Today is John Irving's 70th birthday--70th!!! I remember when John Irving was seen as a young, up-and-coming writer. It's startling to me to realize how long he's been writing.
I picked up The World According to Garp at a used bookstore in Knoxville, Tennessee when I was in high school. I remember reading it and being somewhat shocked at the unhappiness of the suburban parents in the novel. I remember being somewhat shocked by the sex in the novel, but I can't remember what was shocking. I'd been reading bodice ripper romance novels for years by the time I picked up my first John Irving novel, and so, graphic depictions of lust and sex had lost their capacity to shock just by their graphic nature alone.

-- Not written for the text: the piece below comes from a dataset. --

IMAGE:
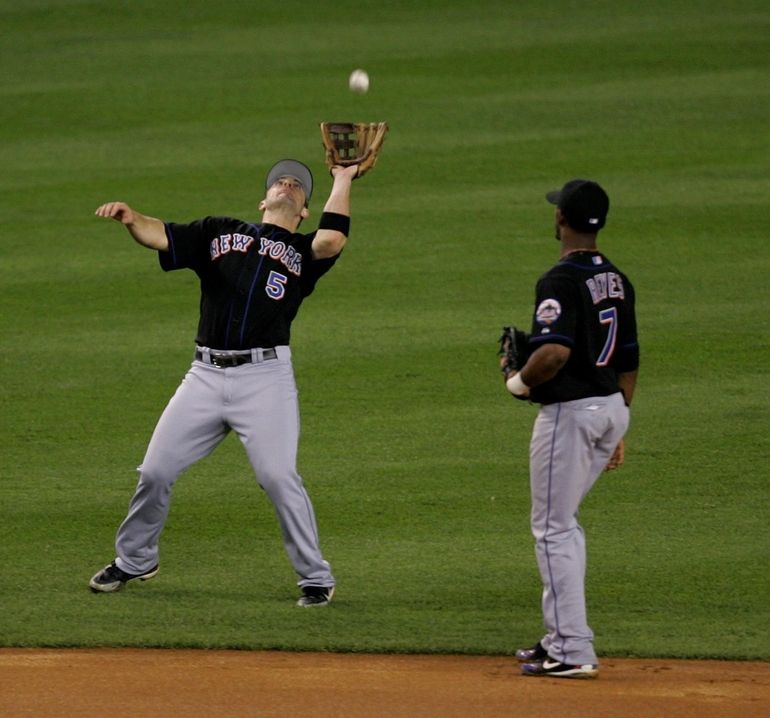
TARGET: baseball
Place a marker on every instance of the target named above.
(359, 81)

I also remember being shocked by some of the strange twists the novel took. As I continued to read Irving novels, I came to expect a shocking twist, and part of the thrill of reading an Irving novel was in predicting which characters would die a freakish death or be maimed.

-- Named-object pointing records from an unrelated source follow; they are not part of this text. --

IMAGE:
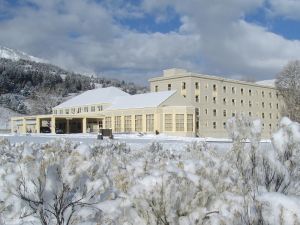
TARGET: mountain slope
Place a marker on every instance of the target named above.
(16, 55)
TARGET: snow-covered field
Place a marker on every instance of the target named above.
(5, 117)
(152, 180)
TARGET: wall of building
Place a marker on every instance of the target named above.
(219, 99)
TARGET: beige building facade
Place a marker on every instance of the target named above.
(217, 99)
(180, 103)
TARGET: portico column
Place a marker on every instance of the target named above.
(53, 125)
(37, 125)
(84, 125)
(68, 126)
(24, 126)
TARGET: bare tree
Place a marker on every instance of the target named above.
(288, 84)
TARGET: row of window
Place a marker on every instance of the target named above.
(263, 115)
(179, 122)
(138, 123)
(78, 110)
(214, 88)
(214, 125)
(214, 100)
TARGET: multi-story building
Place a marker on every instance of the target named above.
(180, 103)
(216, 99)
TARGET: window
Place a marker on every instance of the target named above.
(233, 90)
(214, 87)
(214, 100)
(138, 123)
(215, 125)
(189, 122)
(214, 112)
(108, 122)
(233, 101)
(118, 124)
(127, 124)
(149, 122)
(169, 87)
(168, 122)
(179, 122)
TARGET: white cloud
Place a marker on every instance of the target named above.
(287, 8)
(213, 37)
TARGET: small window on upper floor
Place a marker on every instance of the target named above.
(214, 87)
(214, 112)
(214, 100)
(215, 125)
(233, 101)
(233, 90)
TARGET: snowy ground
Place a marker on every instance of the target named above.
(5, 117)
(135, 141)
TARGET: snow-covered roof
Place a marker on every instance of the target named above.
(270, 83)
(147, 100)
(95, 96)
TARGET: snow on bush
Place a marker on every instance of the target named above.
(63, 182)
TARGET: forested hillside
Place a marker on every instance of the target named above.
(31, 87)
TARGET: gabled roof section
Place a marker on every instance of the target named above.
(92, 97)
(147, 100)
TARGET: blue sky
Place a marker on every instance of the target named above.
(137, 39)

I used to read Irving novels the minute they came out--or as soon as I could get them from my public library during my impoverished grad school years. These days, I have a stack of his recent books awaiting the mythical time in the future that I'll have time to read a big novel.
My favorite John Irving novel--and it's high on the list of my all-time favorite novels--is A Prayer for Owen Meany. What an amazing book. My spouse read it first, and then I read it, and then we loaned it to anyone who would take it. We were Owen Meany evangelists.
I use that word with purpose because each time I've read the book, I've noticed that Owen Meany functions neatly as a Christ figure. You might say, "Sure. You're an English major. You see sex and Christ figures in every work of literature or pop culture." You'd be right, but Owen Meany works as a Christ figure more neatly than some characters in other works.
Maybe some day I'll write the academic paper that I once sketched out that made the argument. Maybe some day I'll write a novel that has a main character who functions as a Christ figure.
I remember being struck by the main character, the non-Owen Meany character, and his trajectory through spiritual landscapes. I remember being struck by the fact that Irving could write about this journey, and I remained interested instead of turned off. I was similarly being struck by that ability in Gail Godwin. It's not easy to write a book about characters who go to church and to make that book appealing to believers and non-believers alike.
It may be time to reread A Prayer for Owen Meany again. I used to reread it on a regular basis. I used to reread lots of books on a regular basis. Ah, youth, when I had time to read and less to distract me from it.
I used to read Father Melancholy's Daughter by Gail Godwin regularly as a Holy Week book. Maybe this year, I'll return to A Prayer for Owen Meany. Maybe in the same week I'll reread A Wrinkle in Time, the novel by Madeleine L'Engle that moved me as a 5th grader when I first read it, and continued to affect me deeply when I'd reread it throughout adolescence. I've been wanting to reread it for months now, and this year marks the 50th anniversary of its publication. Reading the two in close proximity might lead to interesting insights. I'll let you know.